One of these nights all of us here are going to watch the film “NomadLand” on your folks’ outdoor screen. It won this year’s Academy Award as the best film of the year. It’s about people who have left the “rat race” of American life and have returned to simple living of the kind that we experienced last week in Maine. Only, the film’s characters are living on the road in campers, mobile homes, and trailers. I find that stuff fascinating. (Although your mom has hastened to tell me quite emphatically, “Don’t get any ideas, Dad. You are NOT going to end up living that way.”)
I know your regimen at Fernwood doesn’t allow you to watch “Democracy Now” each day as you’re accustomed to do. And maybe that’s for the best. I mean, the reports on the pandemic, on suppression of voting rights (especially for black people), and on the U.S. support of wars everywhere all border on depressing. Nonetheless, when you get back here, I know you’ll take pains to catch up. I’ll help you with that on our walks together.

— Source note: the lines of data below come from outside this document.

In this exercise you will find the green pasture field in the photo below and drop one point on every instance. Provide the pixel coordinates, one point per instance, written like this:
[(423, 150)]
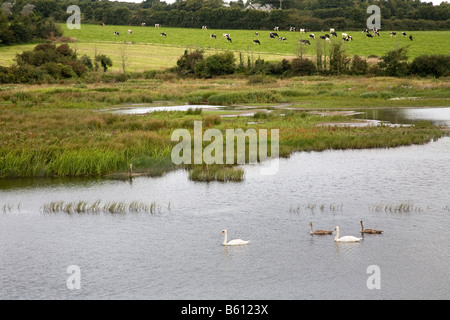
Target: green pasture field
[(146, 49)]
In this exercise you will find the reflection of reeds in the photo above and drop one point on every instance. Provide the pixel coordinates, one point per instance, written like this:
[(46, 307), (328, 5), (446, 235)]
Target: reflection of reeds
[(396, 208), (113, 207), (312, 207)]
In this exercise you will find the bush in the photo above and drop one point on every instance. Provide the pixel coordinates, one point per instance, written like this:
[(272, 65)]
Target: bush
[(358, 65), (302, 67), (431, 65)]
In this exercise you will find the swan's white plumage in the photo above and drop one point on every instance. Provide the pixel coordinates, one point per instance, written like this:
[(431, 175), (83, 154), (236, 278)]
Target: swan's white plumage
[(235, 242), (345, 238)]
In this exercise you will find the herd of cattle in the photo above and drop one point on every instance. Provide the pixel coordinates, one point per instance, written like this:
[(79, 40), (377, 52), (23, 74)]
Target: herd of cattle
[(274, 35)]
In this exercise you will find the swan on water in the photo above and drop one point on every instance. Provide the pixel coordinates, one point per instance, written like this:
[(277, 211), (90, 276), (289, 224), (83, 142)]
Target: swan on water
[(319, 232), (371, 231), (345, 238), (235, 242)]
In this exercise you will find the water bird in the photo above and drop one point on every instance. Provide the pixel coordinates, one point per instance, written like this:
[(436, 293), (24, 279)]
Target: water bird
[(345, 238), (235, 242), (371, 231), (319, 232)]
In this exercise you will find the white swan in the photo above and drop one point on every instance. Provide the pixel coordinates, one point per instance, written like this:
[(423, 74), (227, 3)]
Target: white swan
[(345, 238), (236, 242)]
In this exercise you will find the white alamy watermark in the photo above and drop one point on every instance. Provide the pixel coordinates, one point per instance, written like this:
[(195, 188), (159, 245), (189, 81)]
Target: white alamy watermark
[(74, 21), (374, 280), (374, 21), (213, 152), (74, 280)]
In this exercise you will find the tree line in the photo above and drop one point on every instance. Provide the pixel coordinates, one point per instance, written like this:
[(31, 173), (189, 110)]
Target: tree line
[(23, 20)]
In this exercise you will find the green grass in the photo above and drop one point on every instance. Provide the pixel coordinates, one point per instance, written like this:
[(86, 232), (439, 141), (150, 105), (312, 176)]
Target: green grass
[(145, 49)]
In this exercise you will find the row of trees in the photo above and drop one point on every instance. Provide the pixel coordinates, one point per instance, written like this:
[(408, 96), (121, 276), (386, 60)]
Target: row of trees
[(310, 14)]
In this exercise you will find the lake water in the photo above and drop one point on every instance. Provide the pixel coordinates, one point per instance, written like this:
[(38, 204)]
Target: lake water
[(176, 253)]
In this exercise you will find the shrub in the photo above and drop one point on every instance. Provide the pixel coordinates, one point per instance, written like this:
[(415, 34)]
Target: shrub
[(431, 65), (302, 67), (358, 65)]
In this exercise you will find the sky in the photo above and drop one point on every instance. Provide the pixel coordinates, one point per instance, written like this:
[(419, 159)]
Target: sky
[(435, 2)]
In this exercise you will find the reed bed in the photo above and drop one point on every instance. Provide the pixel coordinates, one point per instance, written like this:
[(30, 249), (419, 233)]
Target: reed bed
[(405, 207), (314, 207), (112, 207)]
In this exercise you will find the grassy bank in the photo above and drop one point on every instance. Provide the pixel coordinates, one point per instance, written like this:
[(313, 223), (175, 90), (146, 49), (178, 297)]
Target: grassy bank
[(58, 130)]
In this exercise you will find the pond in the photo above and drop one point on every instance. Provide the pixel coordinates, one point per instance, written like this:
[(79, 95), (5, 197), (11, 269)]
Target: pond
[(176, 252)]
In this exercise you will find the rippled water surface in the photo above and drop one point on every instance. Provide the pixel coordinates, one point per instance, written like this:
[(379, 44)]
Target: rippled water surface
[(176, 253)]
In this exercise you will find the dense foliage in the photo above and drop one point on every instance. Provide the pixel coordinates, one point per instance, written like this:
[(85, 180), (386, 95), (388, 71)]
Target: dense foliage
[(23, 20)]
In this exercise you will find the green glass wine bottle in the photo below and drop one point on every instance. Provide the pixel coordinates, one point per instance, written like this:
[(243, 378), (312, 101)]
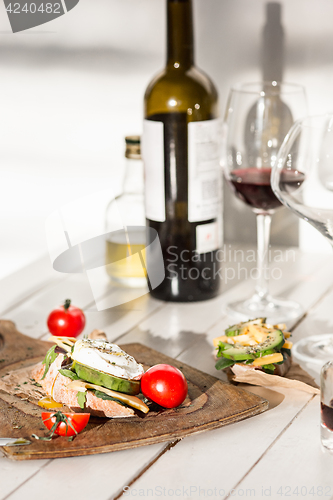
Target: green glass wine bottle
[(181, 152)]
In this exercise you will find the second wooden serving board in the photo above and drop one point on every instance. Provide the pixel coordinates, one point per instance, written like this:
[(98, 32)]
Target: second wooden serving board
[(211, 403)]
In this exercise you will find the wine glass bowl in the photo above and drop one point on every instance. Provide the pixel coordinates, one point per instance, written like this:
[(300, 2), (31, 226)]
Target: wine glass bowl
[(258, 117), (307, 151)]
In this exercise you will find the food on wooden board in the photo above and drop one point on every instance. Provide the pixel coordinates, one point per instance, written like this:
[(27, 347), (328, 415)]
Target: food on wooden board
[(101, 365), (255, 343), (66, 320), (64, 424), (165, 385)]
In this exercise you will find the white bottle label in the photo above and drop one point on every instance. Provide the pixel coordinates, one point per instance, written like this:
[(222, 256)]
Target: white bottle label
[(204, 171), (153, 156)]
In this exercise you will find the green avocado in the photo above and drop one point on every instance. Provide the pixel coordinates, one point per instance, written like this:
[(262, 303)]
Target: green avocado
[(237, 329), (97, 377), (273, 343)]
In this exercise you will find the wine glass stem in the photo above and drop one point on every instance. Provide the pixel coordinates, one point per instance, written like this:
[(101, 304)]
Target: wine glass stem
[(263, 234)]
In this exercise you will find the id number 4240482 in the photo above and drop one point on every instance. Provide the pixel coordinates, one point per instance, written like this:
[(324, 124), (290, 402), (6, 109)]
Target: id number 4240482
[(31, 8), (305, 491)]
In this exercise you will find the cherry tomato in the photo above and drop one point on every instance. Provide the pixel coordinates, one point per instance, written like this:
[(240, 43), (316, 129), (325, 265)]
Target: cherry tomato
[(65, 424), (165, 385), (66, 321)]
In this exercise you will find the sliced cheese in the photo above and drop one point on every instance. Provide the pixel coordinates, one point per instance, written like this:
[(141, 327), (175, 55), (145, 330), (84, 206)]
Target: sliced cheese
[(82, 386), (65, 343), (257, 333), (242, 339), (222, 338), (267, 360)]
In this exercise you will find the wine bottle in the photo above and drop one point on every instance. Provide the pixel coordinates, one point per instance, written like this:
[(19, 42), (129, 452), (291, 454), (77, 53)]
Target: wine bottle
[(182, 174)]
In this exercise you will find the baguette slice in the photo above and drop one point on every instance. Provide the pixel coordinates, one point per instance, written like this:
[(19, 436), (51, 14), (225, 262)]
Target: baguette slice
[(55, 385)]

Of course, Eva, I’m very much looking forward to your return (next Saturday!). It goes without saying that I’ve missed you a great deal. I’m looking forward to your account of this summer’s experience at camp. I’m sure you learned a lot and made many new friends. I’m proud of your rock-climbing achievements. As I always tell you, you’re a much better athlete than you give yourself credit for.
So, until Saturday, let me assure you that you’re never far from my thoughts and (yes!) my prayers. I love you so much and am very, very proud of you – especially for your making the best of Fernwood.